Digamos que ele seja feliz, que ótimo e porque ele não pode ser mais feliz? Sem
doenças adquiridas com o trabalho? Com mais tempo para realizar atividades que
ele gosta? Com uma saúde melhor para ele e sua família? Ele se acredita feliz
por "cumprir sua missão no mundo, ou suas responsabilidades que seja",
mas se a felicidade se resumisse a isso a humanidade ainda estaria nas
cavernas.
A
verdade é que vivemos num mundo pesado, carregado das nossas dores. Quando
compramos algo falamos como patrão, destratamos a atendente cujo o trabalho é
criar necessidades irreais para nossas vidas. Que trabalho horroroso. Mas isso
é o que garante que ela tenha alguns objetos fabricados da dor de outros
trabalhadores e também possa se acreditar um tanto mais feliz.
Se
Marx estava certo e o que funda o homem como ser social é o trabalho, ao
desconhecermos o trabalho uns dos outros fica mais fácil o desperdício, a
futilidade e os breves instantes de prazer. Todavia, também nos distanciamos da
felicidade, pois trabalhamos cada dia mais e em piores condições para ter o
fruto do sangue e suor de outros trabalhadores. Tem uma frase que circula por
aí que resume isso "não tá fácil pra ninguém".
Neste
texto eu não quero falar mal dos donos dos meios de produção. Não é deles que
têm que partir a mudança do mundo. Eles estão aprisionados neste mundo da mesma
forma que nós e somando seus prazeres, defendendo isso com todas as forças.
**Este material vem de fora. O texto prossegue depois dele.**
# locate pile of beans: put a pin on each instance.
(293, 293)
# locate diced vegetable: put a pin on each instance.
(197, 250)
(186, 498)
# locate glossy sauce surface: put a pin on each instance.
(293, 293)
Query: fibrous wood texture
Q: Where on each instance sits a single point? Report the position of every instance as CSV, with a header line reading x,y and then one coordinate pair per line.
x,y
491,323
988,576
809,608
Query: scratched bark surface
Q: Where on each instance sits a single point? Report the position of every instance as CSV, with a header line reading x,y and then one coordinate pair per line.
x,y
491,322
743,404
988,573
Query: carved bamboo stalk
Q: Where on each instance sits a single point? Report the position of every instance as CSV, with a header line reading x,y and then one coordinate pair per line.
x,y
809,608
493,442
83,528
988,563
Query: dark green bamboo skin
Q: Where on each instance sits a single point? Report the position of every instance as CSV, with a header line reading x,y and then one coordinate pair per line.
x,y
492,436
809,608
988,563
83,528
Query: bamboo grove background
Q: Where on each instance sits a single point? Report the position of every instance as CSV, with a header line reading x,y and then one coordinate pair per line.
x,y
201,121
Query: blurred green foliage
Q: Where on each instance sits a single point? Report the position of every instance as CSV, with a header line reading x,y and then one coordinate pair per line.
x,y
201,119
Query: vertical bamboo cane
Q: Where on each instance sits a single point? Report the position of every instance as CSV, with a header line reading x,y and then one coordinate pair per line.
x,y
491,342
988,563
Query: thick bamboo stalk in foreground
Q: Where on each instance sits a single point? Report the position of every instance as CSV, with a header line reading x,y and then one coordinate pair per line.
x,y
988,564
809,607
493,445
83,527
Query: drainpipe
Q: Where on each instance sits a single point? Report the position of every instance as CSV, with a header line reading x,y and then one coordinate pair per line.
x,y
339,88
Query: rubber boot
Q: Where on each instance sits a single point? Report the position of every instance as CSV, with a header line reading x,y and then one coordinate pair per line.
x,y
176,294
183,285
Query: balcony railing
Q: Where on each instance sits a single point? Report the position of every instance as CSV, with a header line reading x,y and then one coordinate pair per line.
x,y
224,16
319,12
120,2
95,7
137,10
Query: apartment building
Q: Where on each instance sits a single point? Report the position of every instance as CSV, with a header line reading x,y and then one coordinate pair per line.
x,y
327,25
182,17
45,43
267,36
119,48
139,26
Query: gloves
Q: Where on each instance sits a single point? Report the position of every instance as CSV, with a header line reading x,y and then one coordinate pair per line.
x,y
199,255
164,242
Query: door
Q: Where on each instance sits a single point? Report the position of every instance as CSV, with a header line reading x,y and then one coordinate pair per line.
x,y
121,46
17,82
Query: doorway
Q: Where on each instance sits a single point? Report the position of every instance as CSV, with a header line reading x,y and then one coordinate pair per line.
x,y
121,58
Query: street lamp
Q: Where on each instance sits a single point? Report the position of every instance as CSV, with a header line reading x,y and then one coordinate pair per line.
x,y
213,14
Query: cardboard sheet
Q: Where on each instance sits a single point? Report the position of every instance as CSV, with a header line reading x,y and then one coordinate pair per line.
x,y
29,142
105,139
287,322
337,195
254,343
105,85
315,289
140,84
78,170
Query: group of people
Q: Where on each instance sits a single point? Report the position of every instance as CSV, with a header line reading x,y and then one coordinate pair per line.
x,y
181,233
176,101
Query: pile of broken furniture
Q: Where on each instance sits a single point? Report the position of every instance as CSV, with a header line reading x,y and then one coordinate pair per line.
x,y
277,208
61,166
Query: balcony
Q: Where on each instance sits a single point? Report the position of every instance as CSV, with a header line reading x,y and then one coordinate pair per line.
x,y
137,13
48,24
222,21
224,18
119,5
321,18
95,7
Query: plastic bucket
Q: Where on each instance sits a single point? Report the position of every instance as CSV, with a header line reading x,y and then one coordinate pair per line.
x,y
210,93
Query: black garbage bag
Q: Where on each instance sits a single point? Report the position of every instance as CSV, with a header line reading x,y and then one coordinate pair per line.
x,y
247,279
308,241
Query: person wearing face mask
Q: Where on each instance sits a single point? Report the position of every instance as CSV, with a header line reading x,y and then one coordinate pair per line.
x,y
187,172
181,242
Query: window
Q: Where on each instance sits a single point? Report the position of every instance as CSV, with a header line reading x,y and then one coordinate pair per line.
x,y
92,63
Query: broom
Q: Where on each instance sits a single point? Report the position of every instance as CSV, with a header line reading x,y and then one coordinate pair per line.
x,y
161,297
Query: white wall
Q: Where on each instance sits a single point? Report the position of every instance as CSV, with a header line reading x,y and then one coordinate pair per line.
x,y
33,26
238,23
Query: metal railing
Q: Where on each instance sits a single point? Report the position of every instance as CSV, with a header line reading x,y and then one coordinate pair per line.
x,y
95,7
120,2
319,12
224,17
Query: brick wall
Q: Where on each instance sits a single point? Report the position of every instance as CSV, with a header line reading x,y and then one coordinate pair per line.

Mas
nós não defendemos extinguir essas dores com todas as forças, eles apenas se
aproveitam disso. Não estou defendendo eles, só não espero nenhuma que angústia
da parte deles que resolva nossos problemas.
Sempre
escutei que a gente tem que dar tudo que não tivemos aos nossos filhos. Sabe
aquele brinquedo que gira, canta e brilha? Que custa boa parte do salário? Sem
medo de errar, se você girasse e cantasse com seu filho brilharia muito mais na
história dele. Mas a gente prefere dar o nosso suor e sangue, com o suor e
sangue dos trabalhadores da fábrica de brinquedos para aliviar nossa consciência
por não ter tempo pra brincar com nossos filhos. A gente pensa numa promoção
para ter mais dinheiro para ter mais coisas e com isso compra o discurso de
"reconhecimento profissional" e toda a lógica meritocrática como se
existisse possibilidade de felicidade individual e isolada. Esquecemos que é
impossível se esconder do sofrimento, que o diga a indústria farmacêutica
vendendo cada vez mais antidepressivos.
Parei
um tempo, procurando uma conclusão para esse texto. Acho que não tem. Dentro
das possibilidades estou um tanto menos ansiosa. Saber de onde vem as coisas é
completamente diferente de sentir de onde vem as coisas. Em resumo é isso que
eu descobri e ficaria bem satisfeita se alguém viesse a ler e pudesse me dizer
que sente a mesma coisa, afinal é tão mais doloroso sofrer só. Acho que se Marx estivesse vivo falaria: Proletariado do mundo não escondam suas dores! Sofram e lutem unidos!